Tuesday 24 June 2008

Life's pants

Somehow the boy has run out of pants...he's always had a mountain of them, but just suddenly unless I wash on a daily basis (and even in our sexy shiny black steam-powered machine I hate washing) he doesn't seem to have any. I've tried to make the point that stashing his pants behind the bathroom door is not helping, but even the threat that I'm not doing any washing until clothes that need washing are in the washing bin hasn't brought any joy. I have a feeling that there are twenty pairs hidden under the debris which covers his bedroom florr, but to be honest I'm too nervous to start looking. Even the local council's health and safety officer would probably run a mile at the site of his room. I don't mind so much...after all he has to sleep there, but regularly the piles of 'stuff' start spilling out into the corridor...and it is at this point that my bellowing starts. It's usually followed by a farly sulky evening...and I just know that I am the worst father in the world, I simply don't understand and it's just not fair. Still where would life be if we didn't have stereotypes to keep us going.

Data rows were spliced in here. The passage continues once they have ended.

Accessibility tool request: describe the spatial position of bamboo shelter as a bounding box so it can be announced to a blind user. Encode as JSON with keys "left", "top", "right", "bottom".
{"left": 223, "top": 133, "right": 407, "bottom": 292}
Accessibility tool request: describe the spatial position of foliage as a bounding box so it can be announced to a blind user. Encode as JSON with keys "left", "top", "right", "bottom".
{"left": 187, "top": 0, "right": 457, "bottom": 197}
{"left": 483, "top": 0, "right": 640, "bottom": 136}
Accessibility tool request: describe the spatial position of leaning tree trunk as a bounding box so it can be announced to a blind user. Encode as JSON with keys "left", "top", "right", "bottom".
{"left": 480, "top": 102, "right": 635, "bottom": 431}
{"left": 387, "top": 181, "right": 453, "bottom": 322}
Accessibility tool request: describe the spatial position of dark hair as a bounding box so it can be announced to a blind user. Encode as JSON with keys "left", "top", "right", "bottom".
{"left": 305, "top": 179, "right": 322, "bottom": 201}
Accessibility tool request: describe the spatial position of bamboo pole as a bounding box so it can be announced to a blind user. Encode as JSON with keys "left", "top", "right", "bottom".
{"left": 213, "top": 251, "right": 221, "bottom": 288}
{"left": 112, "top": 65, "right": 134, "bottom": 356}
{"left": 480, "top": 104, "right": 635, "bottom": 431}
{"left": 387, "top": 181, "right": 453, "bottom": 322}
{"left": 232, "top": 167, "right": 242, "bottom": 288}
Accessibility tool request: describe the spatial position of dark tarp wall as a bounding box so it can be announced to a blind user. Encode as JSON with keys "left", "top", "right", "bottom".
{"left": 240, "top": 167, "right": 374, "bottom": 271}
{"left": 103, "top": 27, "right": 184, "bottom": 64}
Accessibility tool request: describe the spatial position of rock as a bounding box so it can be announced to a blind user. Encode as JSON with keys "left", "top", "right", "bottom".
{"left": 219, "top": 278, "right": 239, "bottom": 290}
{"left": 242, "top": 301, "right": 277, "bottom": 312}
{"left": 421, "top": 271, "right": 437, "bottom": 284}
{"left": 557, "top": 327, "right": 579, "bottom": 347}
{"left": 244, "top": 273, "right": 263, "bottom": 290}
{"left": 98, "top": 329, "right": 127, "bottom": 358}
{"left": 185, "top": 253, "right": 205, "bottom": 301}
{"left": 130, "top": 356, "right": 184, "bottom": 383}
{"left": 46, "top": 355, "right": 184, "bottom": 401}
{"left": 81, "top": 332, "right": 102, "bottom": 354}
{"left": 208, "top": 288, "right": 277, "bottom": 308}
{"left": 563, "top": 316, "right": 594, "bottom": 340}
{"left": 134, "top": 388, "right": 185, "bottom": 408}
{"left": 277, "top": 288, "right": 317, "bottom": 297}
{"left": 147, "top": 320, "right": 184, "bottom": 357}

Back to pants. I decided that I had to do something when he started pinching mine...I think there's simply something wrong with that...although I have a sneaking suspicion that mothers and daughters exchange clothes all the time. So in a subtle case of revenge, I went to Next, got the style that he likes...cotton boxer shorts...in suitably restrained black and beige patterns, which he put on today...they're too big to be warn under his gym shorts, but he couldn't have any of mine, so presumably, he had a a pant valence whilst running the 1500m.....

Sunday 22 June 2008

Ashes to ashes


Three generations travelled together to bid farewell to the oldest. In the car was one grandfather, three fathers, three sons, and a grandson and two brothers. It's an old riddle, but never more appropriate. The brother, the boy and I travelled north to sprinkle the ashes over The Roaches...an impressive rocky outcrop near Leek in Staffordshire. Our journey fun...lots to chat about...and it seems death brings the opportunity to relive our memories...and I hope rekindle our lost relationship. Having picked up the urn (a little secret...it's more like one of those sweet jars from which you could choose a quarter of lemon sherberts, or bullseyes, or mints...and so on), we drove from our newly discovered stepmother...actually we'd known (of)her for thirty five years, but it was only eight weeks ago that the old man had revealed they'd been married for four years. What seemed from base camp a short hill walk turned into a climb worthy of an expeditionary force. One of us bounded up like an antelope, the other weazed away from the classic combination of asthma and marlboro whilst the other clung closely to the slope from a recent outbreak of vertigo. A motley crew, but we made it. The brother wanted to send a letter to the father, but unseasonal gale force winds made this a challenge worthy of fitting a rich man through the eye of a needle...when the paper eventually lit, clearly the obstinancy of the intended recipient held true...taking some twenty minutes to burn through. At the point of sprnkling the ashes...it's amazing how bulky incinerated human remains are, we simply said goodbye, not knowing what else should or could be said. The brother emptied the pot...with ashes flying into the air...much as you might see someone's spirit fly up to heaven in a B-movie. That was it. The end, a few tears...but not as painful as expected...a relief really. Lunch beckoned. Hopefully bonds remade. For the boy, his second funereal experience...and maybe he will see that it can be good to let the pain out and that from death there can be good. I'd like to think so.